What has changed?
Changes to the Credit Contracts and Consumer Finance Act (CCCFA) intensified financing restrictions. Lenders are now required to gather and check more information about borrowers and their spending before granting a loan.
The new law makes directors and senior managers personally responsible for ensuring employees and agents follow compliance procedures and can face fines of up to $200,000. So, all lenders, including banks, have no choice but to be ultra-conservative with all new borrowing, including new mortgages, top-ups, credits cards, and consumer loans.
Lenders must also keep more extensive records of their suitability and affordability inquiries and lending decisions.
Why were the changes introduced?
The Government has made law changes to protect vulnerable Kiwis dragged into extreme debt by ever-growing accumulated interest. And so, the policymakers created new lending rules to ensure that people's borrowing matches their needs.
Designed really for high-risk consumer finance, the legislation has unintended consequences on the first-home buyers.
Unexpected and undesired effects on first home-buyers
Lenders now need to collect a lot more information from customers about their financial situation. They look into a range of expenditure categories like paying off debts, food, utilities, travel, etc. Lenders need to work out if customers have a 'reasonable surplus' left after paying their expenses to cover their loan repayments.
Increased scrutiny makes it harder to secure finance for "non-standard" borrowers, such as self-employed and individuals going through significant life changes, such as expecting parents, families going through a divorce or people approaching retirement.
Bridging finance applications will also be affected and harder to get.
Stringent lending criteria leads to lower approval rates.
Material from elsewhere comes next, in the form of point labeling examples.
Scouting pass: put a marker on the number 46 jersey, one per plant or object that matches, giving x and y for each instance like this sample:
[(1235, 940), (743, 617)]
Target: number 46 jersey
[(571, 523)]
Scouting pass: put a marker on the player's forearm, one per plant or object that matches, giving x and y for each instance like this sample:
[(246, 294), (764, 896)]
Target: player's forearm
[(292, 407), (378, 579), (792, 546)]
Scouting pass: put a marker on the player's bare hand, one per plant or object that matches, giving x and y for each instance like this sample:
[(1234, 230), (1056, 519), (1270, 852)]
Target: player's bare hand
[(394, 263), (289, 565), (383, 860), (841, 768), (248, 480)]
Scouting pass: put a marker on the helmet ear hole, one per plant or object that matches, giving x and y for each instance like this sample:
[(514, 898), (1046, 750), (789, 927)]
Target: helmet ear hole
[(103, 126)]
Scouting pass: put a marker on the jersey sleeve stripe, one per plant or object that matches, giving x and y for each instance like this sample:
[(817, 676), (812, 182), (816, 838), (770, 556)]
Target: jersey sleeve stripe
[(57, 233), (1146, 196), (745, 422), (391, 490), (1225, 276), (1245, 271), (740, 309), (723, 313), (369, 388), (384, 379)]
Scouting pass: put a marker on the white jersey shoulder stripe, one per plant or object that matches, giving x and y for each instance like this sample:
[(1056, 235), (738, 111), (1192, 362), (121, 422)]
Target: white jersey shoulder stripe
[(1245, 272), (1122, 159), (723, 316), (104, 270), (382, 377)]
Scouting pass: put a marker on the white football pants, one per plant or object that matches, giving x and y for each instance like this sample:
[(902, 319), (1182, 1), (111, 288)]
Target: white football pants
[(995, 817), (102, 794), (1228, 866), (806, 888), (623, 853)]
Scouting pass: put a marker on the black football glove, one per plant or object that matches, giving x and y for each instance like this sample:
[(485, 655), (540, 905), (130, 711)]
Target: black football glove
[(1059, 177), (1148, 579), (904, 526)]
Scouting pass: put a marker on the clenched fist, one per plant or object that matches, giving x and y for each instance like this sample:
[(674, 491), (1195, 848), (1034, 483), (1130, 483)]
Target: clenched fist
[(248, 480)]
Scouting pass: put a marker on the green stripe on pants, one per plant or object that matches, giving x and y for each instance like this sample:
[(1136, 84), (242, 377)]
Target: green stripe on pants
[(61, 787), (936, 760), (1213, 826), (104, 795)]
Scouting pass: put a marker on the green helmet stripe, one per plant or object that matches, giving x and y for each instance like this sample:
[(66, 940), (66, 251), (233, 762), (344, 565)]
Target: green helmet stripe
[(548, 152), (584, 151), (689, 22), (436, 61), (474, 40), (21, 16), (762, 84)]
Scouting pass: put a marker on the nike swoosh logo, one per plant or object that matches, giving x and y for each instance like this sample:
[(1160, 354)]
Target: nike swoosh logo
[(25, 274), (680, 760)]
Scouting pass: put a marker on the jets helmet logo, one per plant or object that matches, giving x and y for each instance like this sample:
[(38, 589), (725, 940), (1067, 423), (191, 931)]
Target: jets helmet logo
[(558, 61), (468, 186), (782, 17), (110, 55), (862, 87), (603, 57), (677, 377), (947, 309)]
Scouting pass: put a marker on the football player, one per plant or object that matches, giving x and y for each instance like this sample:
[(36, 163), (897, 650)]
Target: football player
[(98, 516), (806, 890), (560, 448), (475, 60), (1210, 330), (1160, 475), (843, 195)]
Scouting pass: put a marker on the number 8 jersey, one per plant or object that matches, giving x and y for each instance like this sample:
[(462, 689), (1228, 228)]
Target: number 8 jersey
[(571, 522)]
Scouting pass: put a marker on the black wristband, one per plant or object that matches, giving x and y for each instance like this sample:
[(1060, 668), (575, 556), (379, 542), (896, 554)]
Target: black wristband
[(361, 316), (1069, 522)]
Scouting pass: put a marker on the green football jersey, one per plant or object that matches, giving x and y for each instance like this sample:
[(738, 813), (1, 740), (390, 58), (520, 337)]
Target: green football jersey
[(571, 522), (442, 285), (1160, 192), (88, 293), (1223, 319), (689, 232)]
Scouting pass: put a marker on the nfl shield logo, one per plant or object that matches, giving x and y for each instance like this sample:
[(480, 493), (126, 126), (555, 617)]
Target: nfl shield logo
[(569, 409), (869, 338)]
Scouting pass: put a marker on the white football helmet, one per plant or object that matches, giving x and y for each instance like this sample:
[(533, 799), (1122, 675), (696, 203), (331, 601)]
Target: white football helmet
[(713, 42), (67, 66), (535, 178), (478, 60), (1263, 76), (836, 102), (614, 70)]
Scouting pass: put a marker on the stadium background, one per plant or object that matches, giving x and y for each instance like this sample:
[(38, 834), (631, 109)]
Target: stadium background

Higher compliance from banks makes the process of getting funding extremely slow. A complete application is required for top-ups or changes to existing loans such as going interest-only.
How do these changes affect investors?
Banks have updated credit policies and procedures to account for many recent changes, resulting in more in-depth checks and higher approval benchmarks.
Loan-to-value restrictions (LVR) were only re-introduced on November 1 2021, requiring most investors to have a 40% deposit to secure a property.
But the CCCFA changes do not apply to business and investment loans.
What the future holds
Since the introduction of the CCCFA changes in December, many people have come forward saying their loan applications were rejected due to their spending habits. The Minister of Commerce and Consumer Affairs David Clark is calling for an investigation to check if the banks are implementing new rules as intended or if they are adopting too hard a line.
In the meantime, borrowers are turning to non-bank lenders for alternatives. Non-bank lenders are reporting a surge in mortgage inquiries in the wake of new lending rules, even though they tend to offer higher fees and are also covered by the CCCFA.